"Your living is determined not so much by what life brings to you as by the attitude you bring to life; not so much by what happens to you as by the way your mind looks at what happens." John Homer Miller

Wednesday, March 25, 2009

Violence and Injury Prevention Lesson 5: Dating Violence

How can an individual identify violence in a dating relationship?

Intimate partner violence can occur in ANY relationship. In fact, 1 out of 10 relationships are violent.

How do you think dating violence begins?

Violence in a relationship usually begins with emotional abuse. It often progresses to physical and/or sexual abuse.

Abuse: any form of misuse or mistreatment of a person
Emotional abuse: nonphysical mistreatment of a person- can destroy a person’s sense of worth. Examples include verbal abuse such as name calling, insults or threats, criticism and put downs, controlling how a person dresses or acts, damaging or destroying property, demanding to know a person’s whereabouts at all times.
Physical abuse: intentional use of physical force as punishment or to exert power, control and fear over another. Leaves a mark the next day. Examples include hitting, kicking, scratching, biting, punching, using objects to physically hurt someone.
Sexual abuse: includes unwanted kissing to inappropriate touching to sexual intercourse, rape.

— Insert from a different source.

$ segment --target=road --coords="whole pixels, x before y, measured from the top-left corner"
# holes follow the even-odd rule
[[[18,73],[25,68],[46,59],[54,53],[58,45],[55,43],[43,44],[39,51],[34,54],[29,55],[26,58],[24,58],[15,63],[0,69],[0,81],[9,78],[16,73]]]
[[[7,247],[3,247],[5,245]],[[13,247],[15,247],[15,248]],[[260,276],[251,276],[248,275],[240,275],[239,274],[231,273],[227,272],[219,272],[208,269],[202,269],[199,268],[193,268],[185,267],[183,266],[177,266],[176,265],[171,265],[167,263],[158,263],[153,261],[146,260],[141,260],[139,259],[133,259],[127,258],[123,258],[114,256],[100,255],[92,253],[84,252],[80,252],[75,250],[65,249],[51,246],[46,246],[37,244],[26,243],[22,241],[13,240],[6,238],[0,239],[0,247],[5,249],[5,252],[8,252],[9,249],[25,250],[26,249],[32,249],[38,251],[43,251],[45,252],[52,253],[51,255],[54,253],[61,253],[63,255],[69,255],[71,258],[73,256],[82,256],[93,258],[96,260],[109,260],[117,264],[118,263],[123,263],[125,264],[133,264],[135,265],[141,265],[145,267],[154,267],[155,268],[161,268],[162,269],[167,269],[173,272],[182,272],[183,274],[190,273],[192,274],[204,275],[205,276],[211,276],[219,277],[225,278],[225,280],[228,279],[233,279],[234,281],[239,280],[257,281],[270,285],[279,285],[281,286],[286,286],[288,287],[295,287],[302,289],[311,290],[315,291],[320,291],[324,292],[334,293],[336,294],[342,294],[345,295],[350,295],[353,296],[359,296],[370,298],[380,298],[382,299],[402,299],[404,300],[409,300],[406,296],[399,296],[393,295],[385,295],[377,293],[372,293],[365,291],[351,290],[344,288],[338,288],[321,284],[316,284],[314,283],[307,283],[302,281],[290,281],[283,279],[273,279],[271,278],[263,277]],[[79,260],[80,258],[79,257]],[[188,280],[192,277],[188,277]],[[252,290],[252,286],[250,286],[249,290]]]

Teen violence is about exerting power and control over another person. Often times teenagers in violent relationships think that the person can be changed or “fixed” or that the behaviors will stop. Because the abuser is seeking power and control, the other person in the relationship can do nothing to stop the behaviors.

Cycle of Violence:
Tension building stage- precedes the violence. The abusive partner blames, criticizes, controls, threatens or makes fun of the other person.
Explosion stage- when violence erupts. It can be emotional, physical, and/or sexual.
“I’m sorry” stage- follows the explosion. The abuser apologizes through words or actions and may promise that the violence won’t happen again. But the cycle continues.

People who are abused often think they are at fault, because the abuser tells them they’ve done something wrong. Even the apology from the abuser can be manipulative (for example, “I’m sorry. If you’d only done what I’d asked, I wouldn’t have hit you).

Is the person who’s abused to blame or at fault for being abused? (NO!)

Like abusers, people who are abused may believe that violence is OK. Part of the abuse involves blaming the victim. But people who are abused are never responsible, never to blame and never at fault for the violence.

What are some of the feelings or emotions victims of dating violence may experience?
Emotions may include guilt, shame, fear, helplessness, sadness and depression.

What are some places and people you can go to if you experience dating violence?
List student answers on the board. Include information on Safe Horizons, Teen Rap, The Place, Center Against Domestic Violence.
Talk to a teacher or trusted adult, ask a teacher or school counselor to help, call an abuse hotline or rape crisis center.

Intimate partner violence can take many forms. Knowing the facts can help you stay safe.